# Retaining order of images on export from LR5



## redjut01 (Apr 3, 2015)

Hi,  My son has just returned from a trip to India, he used a camera and his iPhone to take pics.  I have merged all the pics in LR and have put them in the order that I want them to make a photo book for him.  When I export them into a folder on my Mac, the order is changing into 'file' number.  I have unchecked the box to rename on export.  There are over 600 photos and I really, really don't want to have to re-order them again.  All suggestions welcome.

Many thanks.


----------



## Jim Wilde (Apr 3, 2015)

Hi, welcome to the forum.

This issue trips up quite a few people. You need to understand that when the files are created by exporting from Lightroom, where they are located on the disk is controlled by the Operating System's file system, e.g. Finder in you case. There is no physical "folder", the files may be (likely are) scattered around the hard drive, and it's only the file system which knows that these dispersed images belong together in a virtual folder. Finder (or Windows Explorer on a PC) is then able to list the files in the "folder" in a variety of different orders, depending on user choice. Although "File Name" is the most typical, you could change the order to something like "Date Created" which should then present them in the order in which they were exported. 

However, some display devices (e.g. a DVD player linked to a TV) might only use the default "File Name" order when showing the images. For this reason, the most common workaround is to rename the files on export, giving the exported files the same name but with the addition of a sequence number.....thus the "file name" order would be the same as your carefully organised Lightroom export order.


----------



## redjut01 (Apr 3, 2015)

Many thanks Jim.  Will give that a go!!


----------



## clee01l (Apr 3, 2015)

Welcome to the forum.  Sort order is not a function of the file itself, but a function of the app being used to view the file.
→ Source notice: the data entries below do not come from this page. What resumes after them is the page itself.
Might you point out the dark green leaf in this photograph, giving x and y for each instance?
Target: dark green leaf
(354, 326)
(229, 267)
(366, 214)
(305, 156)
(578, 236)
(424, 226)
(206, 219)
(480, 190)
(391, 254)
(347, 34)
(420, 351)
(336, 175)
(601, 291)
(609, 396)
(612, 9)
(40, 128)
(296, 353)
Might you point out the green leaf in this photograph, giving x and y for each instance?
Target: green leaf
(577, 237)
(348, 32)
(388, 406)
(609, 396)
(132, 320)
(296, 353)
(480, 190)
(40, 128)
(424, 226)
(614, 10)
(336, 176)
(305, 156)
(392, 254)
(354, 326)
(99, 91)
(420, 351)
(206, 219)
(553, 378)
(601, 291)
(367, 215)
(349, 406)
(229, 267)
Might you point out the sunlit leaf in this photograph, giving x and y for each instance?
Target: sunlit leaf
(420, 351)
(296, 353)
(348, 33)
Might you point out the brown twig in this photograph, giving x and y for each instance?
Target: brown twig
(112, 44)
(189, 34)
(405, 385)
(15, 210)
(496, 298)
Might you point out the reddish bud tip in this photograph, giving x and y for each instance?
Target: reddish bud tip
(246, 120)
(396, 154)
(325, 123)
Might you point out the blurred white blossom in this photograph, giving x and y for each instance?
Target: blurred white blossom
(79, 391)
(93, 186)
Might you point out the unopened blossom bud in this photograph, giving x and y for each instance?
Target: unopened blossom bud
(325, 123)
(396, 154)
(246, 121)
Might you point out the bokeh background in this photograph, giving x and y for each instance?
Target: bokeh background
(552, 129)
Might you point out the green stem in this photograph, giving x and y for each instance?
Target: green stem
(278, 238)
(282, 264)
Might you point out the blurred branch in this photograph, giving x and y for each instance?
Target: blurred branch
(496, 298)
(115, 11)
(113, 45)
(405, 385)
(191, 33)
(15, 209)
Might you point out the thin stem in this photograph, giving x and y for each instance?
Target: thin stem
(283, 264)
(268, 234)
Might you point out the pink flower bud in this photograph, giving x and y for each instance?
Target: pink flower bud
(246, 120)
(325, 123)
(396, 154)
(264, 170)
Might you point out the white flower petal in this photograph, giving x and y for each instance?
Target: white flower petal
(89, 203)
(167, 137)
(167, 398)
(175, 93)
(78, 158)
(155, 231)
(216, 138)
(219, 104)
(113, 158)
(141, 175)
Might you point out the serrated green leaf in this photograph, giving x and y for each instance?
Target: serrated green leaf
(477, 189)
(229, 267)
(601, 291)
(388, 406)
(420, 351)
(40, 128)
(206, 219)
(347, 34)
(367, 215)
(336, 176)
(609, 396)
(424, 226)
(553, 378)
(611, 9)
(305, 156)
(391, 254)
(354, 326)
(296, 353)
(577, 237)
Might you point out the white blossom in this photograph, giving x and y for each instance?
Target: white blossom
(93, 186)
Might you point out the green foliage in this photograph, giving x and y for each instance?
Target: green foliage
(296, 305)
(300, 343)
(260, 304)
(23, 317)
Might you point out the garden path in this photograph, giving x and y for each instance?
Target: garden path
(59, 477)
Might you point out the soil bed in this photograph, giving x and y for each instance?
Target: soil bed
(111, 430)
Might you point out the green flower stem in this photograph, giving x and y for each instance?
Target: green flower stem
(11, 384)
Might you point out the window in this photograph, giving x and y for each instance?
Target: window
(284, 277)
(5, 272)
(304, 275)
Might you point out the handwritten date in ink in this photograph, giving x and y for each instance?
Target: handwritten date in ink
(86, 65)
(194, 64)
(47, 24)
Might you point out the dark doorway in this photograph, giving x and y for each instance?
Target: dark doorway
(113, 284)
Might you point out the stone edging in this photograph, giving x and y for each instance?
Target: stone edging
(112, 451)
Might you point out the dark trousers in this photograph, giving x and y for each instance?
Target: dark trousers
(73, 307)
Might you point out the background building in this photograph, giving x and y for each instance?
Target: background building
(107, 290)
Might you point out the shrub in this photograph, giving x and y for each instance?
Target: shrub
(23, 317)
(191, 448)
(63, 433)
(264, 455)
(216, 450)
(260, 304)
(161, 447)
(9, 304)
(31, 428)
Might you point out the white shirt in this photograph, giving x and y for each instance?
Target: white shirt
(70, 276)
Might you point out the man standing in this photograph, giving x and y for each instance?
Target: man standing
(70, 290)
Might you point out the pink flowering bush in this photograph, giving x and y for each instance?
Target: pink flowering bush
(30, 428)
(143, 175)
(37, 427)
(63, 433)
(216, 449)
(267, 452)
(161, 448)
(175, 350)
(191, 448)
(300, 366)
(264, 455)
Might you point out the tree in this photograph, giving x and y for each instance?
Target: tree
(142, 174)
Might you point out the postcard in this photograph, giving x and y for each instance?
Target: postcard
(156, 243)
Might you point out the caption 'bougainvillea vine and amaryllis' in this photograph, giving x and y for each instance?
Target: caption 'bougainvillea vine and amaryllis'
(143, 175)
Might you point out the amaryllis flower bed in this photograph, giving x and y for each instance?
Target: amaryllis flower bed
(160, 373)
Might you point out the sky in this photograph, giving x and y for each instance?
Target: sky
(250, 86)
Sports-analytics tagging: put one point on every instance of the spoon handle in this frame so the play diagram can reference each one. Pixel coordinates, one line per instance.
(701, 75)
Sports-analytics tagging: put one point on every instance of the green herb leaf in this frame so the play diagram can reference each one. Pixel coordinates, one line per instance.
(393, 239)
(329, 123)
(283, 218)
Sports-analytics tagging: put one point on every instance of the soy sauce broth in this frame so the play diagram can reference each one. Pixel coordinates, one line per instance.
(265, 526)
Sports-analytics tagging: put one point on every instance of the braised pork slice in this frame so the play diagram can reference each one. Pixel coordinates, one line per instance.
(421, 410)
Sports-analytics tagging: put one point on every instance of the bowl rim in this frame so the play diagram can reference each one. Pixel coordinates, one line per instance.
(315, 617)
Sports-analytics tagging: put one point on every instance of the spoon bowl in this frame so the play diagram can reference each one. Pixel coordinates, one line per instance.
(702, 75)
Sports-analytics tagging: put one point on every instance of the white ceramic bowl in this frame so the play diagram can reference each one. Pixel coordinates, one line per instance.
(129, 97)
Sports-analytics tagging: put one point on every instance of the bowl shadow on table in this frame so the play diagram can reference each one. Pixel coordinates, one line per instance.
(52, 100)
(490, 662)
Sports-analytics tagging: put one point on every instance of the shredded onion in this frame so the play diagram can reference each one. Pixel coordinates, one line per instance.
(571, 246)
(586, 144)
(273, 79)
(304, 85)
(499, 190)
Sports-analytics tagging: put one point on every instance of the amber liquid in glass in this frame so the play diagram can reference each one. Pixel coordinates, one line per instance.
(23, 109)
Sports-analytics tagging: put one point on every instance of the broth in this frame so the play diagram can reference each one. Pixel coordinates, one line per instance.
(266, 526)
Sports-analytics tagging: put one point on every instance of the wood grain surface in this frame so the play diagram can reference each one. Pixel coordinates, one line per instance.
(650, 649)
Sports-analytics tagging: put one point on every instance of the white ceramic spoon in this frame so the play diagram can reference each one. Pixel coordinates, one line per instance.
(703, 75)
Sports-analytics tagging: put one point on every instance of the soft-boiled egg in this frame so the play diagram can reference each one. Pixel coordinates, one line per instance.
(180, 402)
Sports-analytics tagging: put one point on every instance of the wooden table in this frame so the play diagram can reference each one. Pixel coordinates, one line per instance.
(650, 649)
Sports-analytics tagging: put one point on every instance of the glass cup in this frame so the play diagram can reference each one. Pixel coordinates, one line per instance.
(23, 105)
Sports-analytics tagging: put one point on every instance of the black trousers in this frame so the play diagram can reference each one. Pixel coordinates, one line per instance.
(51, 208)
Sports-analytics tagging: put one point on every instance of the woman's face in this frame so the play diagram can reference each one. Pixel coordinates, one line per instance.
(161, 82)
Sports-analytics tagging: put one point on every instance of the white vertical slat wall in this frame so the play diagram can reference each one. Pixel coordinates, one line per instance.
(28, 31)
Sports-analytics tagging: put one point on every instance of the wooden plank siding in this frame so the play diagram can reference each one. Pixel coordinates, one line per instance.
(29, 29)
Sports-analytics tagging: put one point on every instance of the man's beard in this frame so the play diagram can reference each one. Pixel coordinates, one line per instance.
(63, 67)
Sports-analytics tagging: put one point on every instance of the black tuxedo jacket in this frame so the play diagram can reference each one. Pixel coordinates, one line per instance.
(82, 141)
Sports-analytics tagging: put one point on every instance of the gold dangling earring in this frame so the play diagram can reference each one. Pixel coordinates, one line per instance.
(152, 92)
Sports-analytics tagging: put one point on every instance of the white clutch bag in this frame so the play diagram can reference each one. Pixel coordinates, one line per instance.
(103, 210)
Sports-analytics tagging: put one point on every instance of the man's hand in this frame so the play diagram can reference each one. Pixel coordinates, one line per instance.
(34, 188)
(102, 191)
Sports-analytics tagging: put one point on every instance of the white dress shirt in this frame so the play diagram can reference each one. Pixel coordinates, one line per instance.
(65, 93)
While in LR you can choose a custom order, the custom order is only valid in the LR app.  Finder has a default sort order of Filename, but if you choose "Arrange By" from the Finder View Menu, you will find that there are 6-8 different metadata characteristics to sort by.   Your option in LR is to make sure there is a metadata characteristic in the files that you export that will permit Finder or any other app to sequence the exported images in the order that you choose.  In LR when you export, the files will be processed in the order that you have them arranged.  So the most common sort order is file name and LR will permit you to rename the exported images as you export using a file naming template. You can create your own file naming template or use one of the ones that ship with LR.  By choosing a custom name and a sequence,  you can create exported files with names like "India-001.jpg" and Finder then can still sort on file name and preserve the customer sort order that you have created in LR. You need to choose a sequence token with enough leading zeros so that files ending in "10", "11", "100" etc. don't get sorted between "1" & "2".


----------



## redjut01 (Apr 3, 2015)

Many thanks - a very clear explanation.  I am loving this Forum already!!


----------